Imec demonstrates advanced lithography to cut back CO2 emissions in chip factories

Imec has introduced a brand new climate-friendly method for producing patterns on chips using lithography and etching for advanced chip factories.

Leuven, Belgium-based Imec said the technology could reduce the carbon footprint of lithography and etching for advanced technology nodes for chip factories.

Photolithography is a crucial a part of the manufacturing technique of integrated circuits or semiconductor chips. It uses light to transfer a pattern to a substrate, typically a silicon wafer, almost like printing a design on the surface of a chip.

Imec said it will probably significantly reduce the carbon footprint related to lithography and etching processes in semiconductor manufacturing. The announcement was made through the Advanced Lithography + Patterning Conference 2024, where Imec presented sustainable alternatives and practices to cut back direct CO2 emissions in these critical processes.

Imec research shows that lithography and etching processes account for over 40% of direct emissions within the Advanced Logic Node Scope 1 and Scope 2 categories. Semiconductor devices manufactured in 2021 generated a carbon equivalent footprint of about 175 megatons, corresponding to the annual emissions of about 30 million people.

Imec's alternatives include ways to simplify the dry etching processes widely utilized in chip manufacturing. The goal is to cut back the environmental impact of those processes while maintaining high-quality semiconductor manufacturing.

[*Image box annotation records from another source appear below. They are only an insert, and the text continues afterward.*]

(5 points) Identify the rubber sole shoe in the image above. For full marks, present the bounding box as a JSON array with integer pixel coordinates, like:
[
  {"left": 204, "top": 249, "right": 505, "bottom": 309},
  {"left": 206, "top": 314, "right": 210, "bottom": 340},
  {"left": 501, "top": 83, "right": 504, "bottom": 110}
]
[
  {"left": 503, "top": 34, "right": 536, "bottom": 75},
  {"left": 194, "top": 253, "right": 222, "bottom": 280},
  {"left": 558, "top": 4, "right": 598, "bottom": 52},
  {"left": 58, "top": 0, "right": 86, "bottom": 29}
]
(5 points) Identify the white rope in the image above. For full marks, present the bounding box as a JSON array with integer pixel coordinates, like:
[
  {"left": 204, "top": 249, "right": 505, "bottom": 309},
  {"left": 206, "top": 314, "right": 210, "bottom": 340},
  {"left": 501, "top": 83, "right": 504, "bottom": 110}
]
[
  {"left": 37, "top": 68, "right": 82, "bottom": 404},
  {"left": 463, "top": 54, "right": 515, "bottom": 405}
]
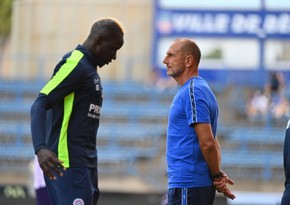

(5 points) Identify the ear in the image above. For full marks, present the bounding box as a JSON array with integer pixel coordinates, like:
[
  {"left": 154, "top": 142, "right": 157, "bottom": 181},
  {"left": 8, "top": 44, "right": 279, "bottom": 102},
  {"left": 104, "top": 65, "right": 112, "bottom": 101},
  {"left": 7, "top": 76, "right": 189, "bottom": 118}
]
[{"left": 184, "top": 55, "right": 194, "bottom": 68}]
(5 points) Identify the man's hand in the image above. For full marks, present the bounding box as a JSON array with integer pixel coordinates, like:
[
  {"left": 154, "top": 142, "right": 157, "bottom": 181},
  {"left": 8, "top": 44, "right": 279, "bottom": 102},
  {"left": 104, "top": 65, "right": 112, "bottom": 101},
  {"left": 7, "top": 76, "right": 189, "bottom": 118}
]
[
  {"left": 213, "top": 172, "right": 236, "bottom": 199},
  {"left": 36, "top": 149, "right": 65, "bottom": 179}
]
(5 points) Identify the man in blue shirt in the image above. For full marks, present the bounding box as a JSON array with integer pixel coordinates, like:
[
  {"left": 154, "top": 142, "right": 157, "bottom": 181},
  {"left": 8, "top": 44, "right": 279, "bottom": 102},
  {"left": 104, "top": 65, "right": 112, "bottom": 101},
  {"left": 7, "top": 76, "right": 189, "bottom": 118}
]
[
  {"left": 163, "top": 38, "right": 235, "bottom": 205},
  {"left": 31, "top": 18, "right": 124, "bottom": 205}
]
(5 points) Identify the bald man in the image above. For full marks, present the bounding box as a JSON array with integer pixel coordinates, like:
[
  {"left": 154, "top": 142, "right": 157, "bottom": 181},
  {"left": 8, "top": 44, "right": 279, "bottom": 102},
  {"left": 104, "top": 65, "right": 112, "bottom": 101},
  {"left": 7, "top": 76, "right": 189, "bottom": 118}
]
[
  {"left": 163, "top": 38, "right": 235, "bottom": 205},
  {"left": 31, "top": 18, "right": 124, "bottom": 205}
]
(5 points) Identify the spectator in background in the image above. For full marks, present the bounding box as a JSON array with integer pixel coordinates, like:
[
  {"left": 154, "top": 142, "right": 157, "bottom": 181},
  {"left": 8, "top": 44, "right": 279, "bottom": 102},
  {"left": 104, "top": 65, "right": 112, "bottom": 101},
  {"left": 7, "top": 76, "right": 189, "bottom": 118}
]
[
  {"left": 163, "top": 38, "right": 235, "bottom": 205},
  {"left": 265, "top": 72, "right": 290, "bottom": 125},
  {"left": 246, "top": 90, "right": 269, "bottom": 122},
  {"left": 265, "top": 72, "right": 285, "bottom": 102},
  {"left": 281, "top": 119, "right": 290, "bottom": 205}
]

Virtual Fab model from Imec.netzero

Imec.netzero, a virtual fab model developed as a part of Imec's Sustainable Semiconductor Technologies and Systems (SSTS) program, played a vital role in demonstrating the impact on emissions. Imec presented the contribution of lithography and etching processes to Scope 1 and Scope 2 emissions and emphasized the necessity for revolutionary solutions.

Imec suggests directions for future patterning, including ultra-thin resists and underlayers, minimal passivation, and low etching process temperatures. A high NA compatible etching process for metal lines was demonstrated, showing a major reduction in process gas emissions of roughly 94%.

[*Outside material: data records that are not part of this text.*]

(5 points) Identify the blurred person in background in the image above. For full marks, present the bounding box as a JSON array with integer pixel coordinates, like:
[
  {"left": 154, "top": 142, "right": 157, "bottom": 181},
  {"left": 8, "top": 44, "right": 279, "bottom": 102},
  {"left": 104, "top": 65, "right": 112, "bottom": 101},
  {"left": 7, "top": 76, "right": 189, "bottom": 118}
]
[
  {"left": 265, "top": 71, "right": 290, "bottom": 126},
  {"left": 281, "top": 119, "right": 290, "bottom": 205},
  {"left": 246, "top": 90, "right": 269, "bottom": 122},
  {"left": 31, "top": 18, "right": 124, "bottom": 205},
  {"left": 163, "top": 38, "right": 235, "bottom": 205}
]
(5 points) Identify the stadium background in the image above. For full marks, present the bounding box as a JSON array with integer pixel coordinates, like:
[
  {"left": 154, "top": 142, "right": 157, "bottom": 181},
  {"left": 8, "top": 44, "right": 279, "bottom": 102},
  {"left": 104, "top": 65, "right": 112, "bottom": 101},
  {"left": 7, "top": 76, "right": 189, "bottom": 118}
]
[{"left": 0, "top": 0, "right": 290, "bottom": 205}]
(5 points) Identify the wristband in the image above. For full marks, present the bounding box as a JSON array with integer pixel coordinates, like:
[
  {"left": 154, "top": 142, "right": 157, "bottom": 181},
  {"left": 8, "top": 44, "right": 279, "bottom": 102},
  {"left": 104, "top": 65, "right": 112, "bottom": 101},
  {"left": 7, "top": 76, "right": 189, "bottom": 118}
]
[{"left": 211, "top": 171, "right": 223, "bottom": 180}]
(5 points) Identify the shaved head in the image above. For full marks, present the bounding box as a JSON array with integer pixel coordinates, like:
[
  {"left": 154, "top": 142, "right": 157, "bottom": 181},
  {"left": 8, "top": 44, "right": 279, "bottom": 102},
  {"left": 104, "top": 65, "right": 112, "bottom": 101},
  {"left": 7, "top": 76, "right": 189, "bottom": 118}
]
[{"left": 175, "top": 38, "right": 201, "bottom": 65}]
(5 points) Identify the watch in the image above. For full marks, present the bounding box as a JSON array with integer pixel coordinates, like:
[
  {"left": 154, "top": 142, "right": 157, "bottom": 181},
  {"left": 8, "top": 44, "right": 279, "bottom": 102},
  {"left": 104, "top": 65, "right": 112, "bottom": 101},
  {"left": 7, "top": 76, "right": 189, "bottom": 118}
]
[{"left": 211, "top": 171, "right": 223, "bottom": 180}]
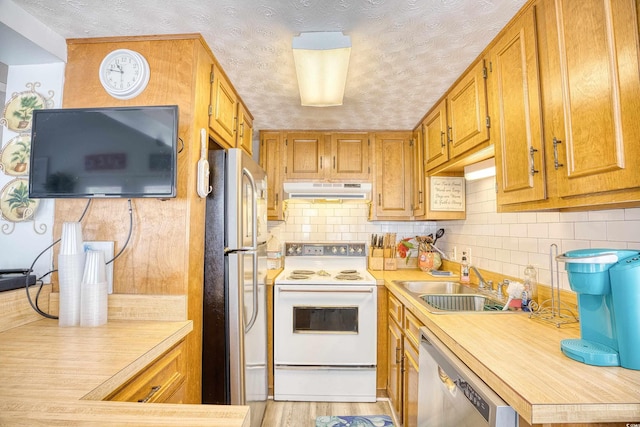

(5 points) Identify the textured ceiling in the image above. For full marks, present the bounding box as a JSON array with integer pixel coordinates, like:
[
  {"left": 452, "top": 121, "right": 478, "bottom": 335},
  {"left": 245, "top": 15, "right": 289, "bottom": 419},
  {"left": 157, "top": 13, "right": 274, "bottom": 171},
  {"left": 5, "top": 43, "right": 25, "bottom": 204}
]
[{"left": 13, "top": 0, "right": 525, "bottom": 130}]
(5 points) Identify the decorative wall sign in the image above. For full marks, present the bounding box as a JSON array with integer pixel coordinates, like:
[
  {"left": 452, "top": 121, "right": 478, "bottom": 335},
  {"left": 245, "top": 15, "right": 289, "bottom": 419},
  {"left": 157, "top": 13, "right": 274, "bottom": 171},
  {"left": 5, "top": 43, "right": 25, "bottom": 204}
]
[
  {"left": 0, "top": 133, "right": 31, "bottom": 176},
  {"left": 429, "top": 176, "right": 465, "bottom": 212},
  {"left": 0, "top": 178, "right": 40, "bottom": 222},
  {"left": 0, "top": 82, "right": 53, "bottom": 132}
]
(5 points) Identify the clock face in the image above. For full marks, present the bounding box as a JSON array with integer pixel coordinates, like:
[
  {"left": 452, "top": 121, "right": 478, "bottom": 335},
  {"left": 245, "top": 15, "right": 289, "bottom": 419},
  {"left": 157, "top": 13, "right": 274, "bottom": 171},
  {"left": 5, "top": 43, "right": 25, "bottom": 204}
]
[{"left": 100, "top": 49, "right": 149, "bottom": 99}]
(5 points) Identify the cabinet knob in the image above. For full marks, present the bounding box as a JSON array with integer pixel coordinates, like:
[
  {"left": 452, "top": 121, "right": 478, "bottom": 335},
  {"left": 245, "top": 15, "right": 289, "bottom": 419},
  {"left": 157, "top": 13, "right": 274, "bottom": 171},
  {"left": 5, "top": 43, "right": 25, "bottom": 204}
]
[{"left": 553, "top": 136, "right": 564, "bottom": 170}]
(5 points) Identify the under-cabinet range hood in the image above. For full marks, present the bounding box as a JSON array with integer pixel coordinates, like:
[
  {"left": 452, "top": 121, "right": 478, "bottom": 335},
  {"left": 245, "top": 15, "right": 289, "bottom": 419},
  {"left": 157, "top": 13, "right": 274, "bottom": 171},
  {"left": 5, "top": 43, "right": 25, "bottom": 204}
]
[{"left": 283, "top": 182, "right": 371, "bottom": 200}]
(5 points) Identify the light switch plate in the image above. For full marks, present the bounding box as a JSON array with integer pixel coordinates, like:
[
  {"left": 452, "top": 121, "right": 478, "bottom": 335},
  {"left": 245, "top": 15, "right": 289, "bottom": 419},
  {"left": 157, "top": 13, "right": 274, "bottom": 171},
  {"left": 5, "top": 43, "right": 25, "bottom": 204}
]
[{"left": 84, "top": 241, "right": 114, "bottom": 295}]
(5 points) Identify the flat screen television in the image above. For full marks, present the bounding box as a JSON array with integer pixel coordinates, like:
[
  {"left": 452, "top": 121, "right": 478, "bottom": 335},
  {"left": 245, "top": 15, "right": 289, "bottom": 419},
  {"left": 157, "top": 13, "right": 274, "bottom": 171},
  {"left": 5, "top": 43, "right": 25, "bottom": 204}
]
[{"left": 29, "top": 105, "right": 178, "bottom": 199}]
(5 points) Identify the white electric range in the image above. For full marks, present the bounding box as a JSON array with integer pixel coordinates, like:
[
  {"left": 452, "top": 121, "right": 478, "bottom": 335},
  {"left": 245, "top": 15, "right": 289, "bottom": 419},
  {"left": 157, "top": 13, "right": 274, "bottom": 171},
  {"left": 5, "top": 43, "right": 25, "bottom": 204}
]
[{"left": 274, "top": 242, "right": 377, "bottom": 402}]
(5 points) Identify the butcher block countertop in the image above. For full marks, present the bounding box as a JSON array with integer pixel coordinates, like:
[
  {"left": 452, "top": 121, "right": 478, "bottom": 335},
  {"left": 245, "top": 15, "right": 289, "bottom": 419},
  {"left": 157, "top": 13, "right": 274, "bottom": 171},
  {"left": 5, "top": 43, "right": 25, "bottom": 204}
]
[
  {"left": 371, "top": 270, "right": 640, "bottom": 425},
  {"left": 0, "top": 319, "right": 249, "bottom": 427}
]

Overcoming the challenges of lithography

Imec reveals a brand new option to create tiny patterns on chips.

Challenges in lithography include the emissions related to power generation. Engineers have sought to make use of greener energy, reduce multiple patterning steps, minimize photoresist dose, and increase scanner throughput for energy efficiency.

“Sustainability is very important to Imec and we’re pleased to see it proceed to realize traction on the SPIE Advanced Lithography and Patterning conference,” Emily Gallagher, a senior technical officer at Imec, said in a press release. “An informal search of papers shows a promising trend: in 2018 there have been only a limited variety of papers mentioning sustainability, and now, just six years later, the conference expects 45 papers on sustainability, 4 of them from Imec . Last yr
Global climate records have been broken, so it is crucial that all of us take motion as organizations and as individuals. Imec has welcomed this measure in any respect levels, including our research.”

Imec's initiatives in process innovation and sustainability reflect a broader industry shift toward environmentally friendly semiconductor manufacturing.